To, że konwencjonalne tworzywa sztuczne nie ulegają biodegradacji, nie oznacza, że nie degradują. Pod wpływem ekspozycji na światło słoneczne (fotodegradacja), działania sił mechanicznych czy reakcji z substancjami w otoczeniu (rozpad chemiczny) odpady z tworzyw sztucznych dzielą się na coraz mniejsze fragmenty, aż do osiągnięcia mikroskopijnych rozmiarów generując w ten sposób tzw. mikroplastik, czyli mikrodrobiny tworzyw sztucznych, nieprzekraczające 5 mm wielkości. Chociaż naukowcy nieustannie alarmują o niebezpieczeństwie wynikającym z obecności mikroplastiku w środowisku, według badań możliwe jest, że zasięg tego zjawiska został mocno niedoszacowany. Przeczesywanie mórz i oceanów przy użyciu siatek o oczkach 3-5 razy mniejszych w porównaniu do dotychczas używanych skutkuje zebraniem nawet 10-krotnie więcej drobin tworzyw sztucznych, w tym tzw. nanoplastiku (czyli drobin nie większych niż 1 mikrometr). Ten ostatni stanowi największy problem z punktu widzenia zanieczyszczeń, ponieważ staje się praktycznie niemożliwy do usunięcia ze środowiska.

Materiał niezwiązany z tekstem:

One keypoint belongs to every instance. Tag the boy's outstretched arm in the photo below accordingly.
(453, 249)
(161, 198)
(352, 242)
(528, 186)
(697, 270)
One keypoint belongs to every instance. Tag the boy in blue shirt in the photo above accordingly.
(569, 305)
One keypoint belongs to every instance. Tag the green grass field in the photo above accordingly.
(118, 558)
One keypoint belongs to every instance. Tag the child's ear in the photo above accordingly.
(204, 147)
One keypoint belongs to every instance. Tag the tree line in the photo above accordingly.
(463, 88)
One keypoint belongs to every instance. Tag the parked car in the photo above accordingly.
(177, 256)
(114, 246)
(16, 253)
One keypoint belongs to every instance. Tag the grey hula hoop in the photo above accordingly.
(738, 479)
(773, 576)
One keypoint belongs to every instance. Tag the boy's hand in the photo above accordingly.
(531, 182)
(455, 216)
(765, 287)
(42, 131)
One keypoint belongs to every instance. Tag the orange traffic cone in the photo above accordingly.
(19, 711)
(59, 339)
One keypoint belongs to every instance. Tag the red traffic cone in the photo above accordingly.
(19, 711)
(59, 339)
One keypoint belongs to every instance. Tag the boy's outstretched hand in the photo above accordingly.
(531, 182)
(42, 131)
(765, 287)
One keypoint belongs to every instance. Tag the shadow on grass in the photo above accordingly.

Zanieczyszczenie (mikro)plastikiem dotarło do każdej części planety, od najwyższych szczytów Ziemi po Rów Mariański. Nie od dziś wiadomo, że zjadamy cząsteczki tworzyw sztucznych oraz że wdychamy je z powietrzem. Wiele z tych maleńkich cząstek plastiku jest też połykanych przez zwierzęta hodowlane, które mylą je z jedzeniem i w ten sposób mikroplastik dostaje się na nasze talerze. Sytuacja jest tym bardziej poważna i niepokojąca, gdyż ​​mikroplastik możemy znaleźć nawet w ludzkim łożysku… Wpływ mikroplastiku na zdrowie nie jest jeszcze do końca znany. Ale mówi się, że substancje chemiczne zawarte w tworzywach sztucznych mogą powodować długotrwałe uszkodzenia i zaburzać rozwijający się układ odpornościowy płodu.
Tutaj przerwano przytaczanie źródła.